Un personaje clave de la obra es Arnaldo, estudiante ya mayor. Con él, Vodanovic representa lo que ve como las progresivas “traiciones históricas” de los gobiernos chilenos desde 1940 en adelante. El padre de Arnaldo fue un luchador del Frente Popular, aunque el hijo sabe que solo lo hizo para conseguir un cargo en el gobierno, esperanzas que se frustraron a lo largo de los años. Incluso Arnaldo vio llegar a la Democracia Cristiana al poder en 1964, y al poco tiempo se desencantó. Él sigue peleando en una mezcla de ingenuidad y misticismo, y con métodos casi infantiles por algo que en el fondo sabe que está perdido. Se aferra casi como un adolescente a los ideales juveniles, aunque intuye que con los años serán disueltos. Le dice a uno de sus compañeros de toma: “¿Sabes lo que a todos nos espera en un par de años más? Seremos profesionales, saldremos de la universidad. ¿Para qué? Para integrarnos a la sociedad, a esa sociedad que ahora nos parece hipócrita, injusta, podrida. Y principiaremos a ganar dinero; tendremos autos, casas, hijos... ¡Y habrá que defender todo eso! Entonces, entonces recordaremos esta toma como una aventura juvenil, idealista”. Arnaldo se queda, entonces, enredado en estas luchas universitarias y no hace lo que todo el mundo, por el terror a contaminarse, por el miedo a perder esos sueños.
En este sentido, la visión del autor es que cuando se impone una tesis, cuando un movimiento gana sus propuestas, este triunfo llevará aparejada, necesariamente, la corrupción y la deslealtad al ideal que los inspiró. De ahí que en estas obras las luchas de los protagonistas sean individuales, personajes prácticamente solitarios que se marginan y cuyo mensaje queda agitándose como una acusación al colectivo que se acomodó a las formas de uso. Aquí ocurre lo mismo que en Perdón... ¡Estamos en guerra!, donde Sergio, uno de los organizadores del cabaret, es el único que tiene lucidez respecto de las verdaderas intenciones que animan a quienes representan la oficialidad. En toda esta maraña de componendas e hipocresías, solo parecen salvarse algunos personajes puros, pero que al final son siempre sacrificados.

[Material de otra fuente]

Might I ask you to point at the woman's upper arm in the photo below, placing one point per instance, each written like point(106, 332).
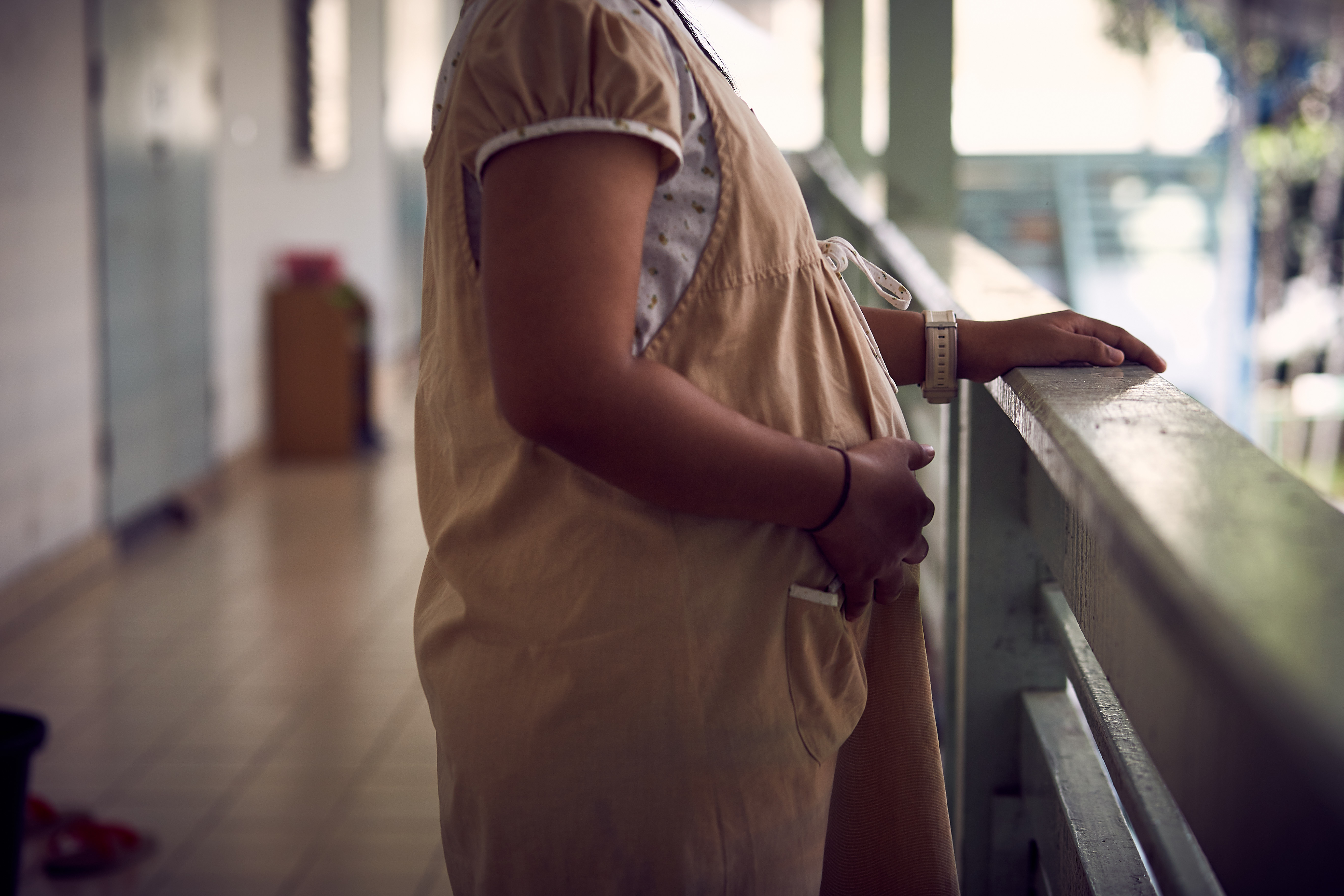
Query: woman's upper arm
point(562, 237)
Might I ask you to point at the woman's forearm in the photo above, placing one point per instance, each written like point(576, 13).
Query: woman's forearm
point(987, 350)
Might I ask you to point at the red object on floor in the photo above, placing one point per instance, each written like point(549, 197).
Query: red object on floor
point(88, 847)
point(41, 817)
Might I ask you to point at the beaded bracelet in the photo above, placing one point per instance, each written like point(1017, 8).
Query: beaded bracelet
point(845, 492)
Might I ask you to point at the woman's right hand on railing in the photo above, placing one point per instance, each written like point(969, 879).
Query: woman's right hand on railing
point(881, 526)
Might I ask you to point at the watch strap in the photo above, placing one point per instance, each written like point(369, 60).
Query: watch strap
point(940, 385)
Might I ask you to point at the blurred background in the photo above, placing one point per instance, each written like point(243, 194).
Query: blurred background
point(1173, 166)
point(211, 226)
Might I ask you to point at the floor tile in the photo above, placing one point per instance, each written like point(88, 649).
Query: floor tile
point(247, 692)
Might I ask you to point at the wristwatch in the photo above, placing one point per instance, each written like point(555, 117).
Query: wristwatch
point(940, 383)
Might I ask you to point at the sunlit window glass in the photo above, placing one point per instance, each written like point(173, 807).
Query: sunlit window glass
point(321, 50)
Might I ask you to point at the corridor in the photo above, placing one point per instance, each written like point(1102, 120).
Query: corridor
point(247, 692)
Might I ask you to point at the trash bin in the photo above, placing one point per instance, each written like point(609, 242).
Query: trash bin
point(319, 363)
point(21, 735)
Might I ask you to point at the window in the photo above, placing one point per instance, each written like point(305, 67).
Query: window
point(321, 83)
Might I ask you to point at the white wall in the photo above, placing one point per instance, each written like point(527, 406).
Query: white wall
point(49, 479)
point(264, 205)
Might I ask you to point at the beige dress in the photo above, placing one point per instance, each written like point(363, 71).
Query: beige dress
point(628, 700)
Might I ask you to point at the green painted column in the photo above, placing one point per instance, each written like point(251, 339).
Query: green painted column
point(842, 80)
point(920, 163)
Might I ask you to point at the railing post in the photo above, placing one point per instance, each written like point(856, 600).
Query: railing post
point(920, 163)
point(842, 80)
point(1003, 647)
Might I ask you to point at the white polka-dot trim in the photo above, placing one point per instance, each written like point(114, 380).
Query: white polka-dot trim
point(578, 124)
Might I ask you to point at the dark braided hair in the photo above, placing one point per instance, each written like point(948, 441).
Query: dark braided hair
point(694, 30)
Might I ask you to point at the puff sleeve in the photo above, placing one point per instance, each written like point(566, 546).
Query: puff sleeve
point(541, 68)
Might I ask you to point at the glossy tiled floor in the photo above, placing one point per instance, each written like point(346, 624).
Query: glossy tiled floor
point(247, 692)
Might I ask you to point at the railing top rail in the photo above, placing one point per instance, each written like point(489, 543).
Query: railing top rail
point(1236, 557)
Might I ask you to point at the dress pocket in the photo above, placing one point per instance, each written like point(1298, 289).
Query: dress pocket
point(827, 680)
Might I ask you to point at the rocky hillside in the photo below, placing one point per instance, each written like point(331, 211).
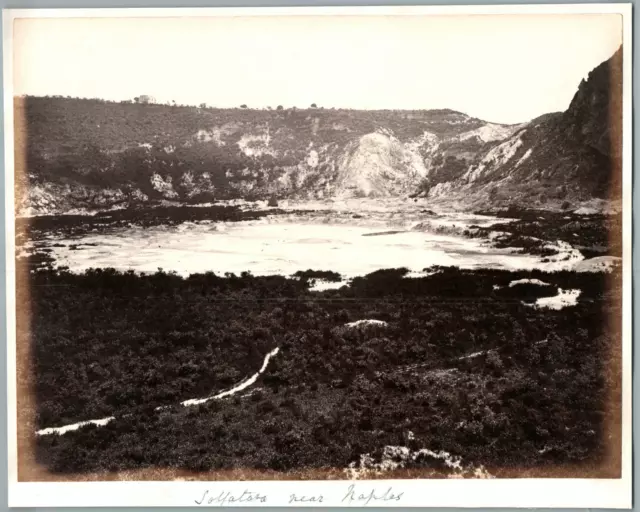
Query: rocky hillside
point(559, 159)
point(78, 154)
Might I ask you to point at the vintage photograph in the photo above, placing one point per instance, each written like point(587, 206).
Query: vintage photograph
point(318, 247)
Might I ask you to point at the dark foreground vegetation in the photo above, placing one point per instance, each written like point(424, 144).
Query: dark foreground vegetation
point(540, 388)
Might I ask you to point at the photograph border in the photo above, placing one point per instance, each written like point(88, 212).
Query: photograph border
point(534, 493)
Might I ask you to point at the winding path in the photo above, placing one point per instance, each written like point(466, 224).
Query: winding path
point(187, 403)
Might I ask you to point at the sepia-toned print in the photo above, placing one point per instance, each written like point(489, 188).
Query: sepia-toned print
point(319, 248)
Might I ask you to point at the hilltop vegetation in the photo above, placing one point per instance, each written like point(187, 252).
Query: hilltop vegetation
point(82, 153)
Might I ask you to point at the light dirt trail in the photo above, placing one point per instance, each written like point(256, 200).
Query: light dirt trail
point(187, 403)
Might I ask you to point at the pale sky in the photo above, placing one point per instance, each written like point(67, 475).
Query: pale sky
point(500, 68)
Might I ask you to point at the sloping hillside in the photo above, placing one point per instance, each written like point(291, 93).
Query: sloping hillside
point(73, 153)
point(79, 153)
point(561, 158)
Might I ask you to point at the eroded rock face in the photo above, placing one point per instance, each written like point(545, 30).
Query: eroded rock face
point(131, 154)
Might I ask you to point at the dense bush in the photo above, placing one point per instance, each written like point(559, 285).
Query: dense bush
point(532, 394)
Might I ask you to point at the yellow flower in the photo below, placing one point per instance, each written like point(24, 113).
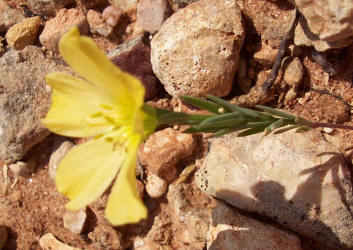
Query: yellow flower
point(108, 107)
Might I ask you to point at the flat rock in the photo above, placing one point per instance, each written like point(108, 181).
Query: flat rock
point(299, 180)
point(133, 56)
point(24, 101)
point(230, 230)
point(60, 24)
point(329, 21)
point(8, 16)
point(196, 51)
point(24, 33)
point(152, 13)
point(48, 7)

Con los años, Sergio Vodanovic acogió nuevas modalidades de producción a las cuales la mayoría de sus compañeros de generación se resistieron: el dramaturgo como “aportador de textos” para que fueran trabajados por un colectivo (Nos tomamos la universidad y ¿Cuántos años tiene un día?, con Ictus, en 1978), aunque ya en los años 80 se vio avasallado por fórmulas teatrales lejanas a la modalidad del realismo sicológico que él había cultivado. Escribió, aunque sin estrenar, Nosotros, los de entonces (1974), El gordo y el flaco (1992) y Girasol (2000). En todas ellas se vuelven a plantear sus temas característicos, todavía de permanente actualidad.